In the document, published by the CTK news service late on Thursday, the two former coalition partners pledged not to pursue euro membership because they want to keep the country’s independent monetary policy and avoid the costs and economic risks associated with the single currency. The nation, which overwhelmingly relies on the euro area for exports and foreign investment, pledged to give up the koruna when it joined the European Union in 2004, but the accession treaty stipulates no deadline for the switch.
“The government currently doesn’t see the possibility of adopting the common European currency,” ANO and CSSD said in the statement. “However, we will actively participate, to the maximum possible degree, in the current discussions on the EU’s deepening economic and monetary union, with an emphasis on consistent observance and enforcement of budgetary responsibility on the level of individual euro-area member states.”
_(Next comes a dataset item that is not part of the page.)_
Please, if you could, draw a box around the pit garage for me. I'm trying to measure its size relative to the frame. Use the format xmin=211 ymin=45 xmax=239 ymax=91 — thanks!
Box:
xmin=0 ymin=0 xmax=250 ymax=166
The document starts with a pledge to fight the EU’s mandatory refugee-relocation program -- a topic that spawned anti-Muslim rhetoric in pre-election campaigning. The other priorities include spending more money on highways and other infrastructure, raising pensions and teachers’ salaries, streamlining and digitalizing public administration, as well as lowering the value-added tax for some businesses, including restaurants, hairdressers, and household helpers. It also vows to maintain the country’s low debt burden.
ANO and Social Democrat leaders reached a preliminary coalition deal on Monday, ending a stalemate that followed after Babis won last year’s parliamentary election but lost a confidence vote in January with a single-party cabinet. While most mainstream politicians are against teaming up with the second-richest Czech because he is under investigation for fraud, Babis’s ANO last month refused to seek support from a far-right party that wants the country to leave the EU.
Babis told the Hospodarske Noviny newspaper in an interview published Friday that leaving the EU would be a “big economic disaster.”
“We must explain to our people that we are economically dependent on the EU,” he said.
ANO and the Social Democrats have a combined 93 lawmakers in the 200-member lower house of parliament. They are holding talks with the Communists, who have 15 seats, to help the minority administration pass a vote of confidence.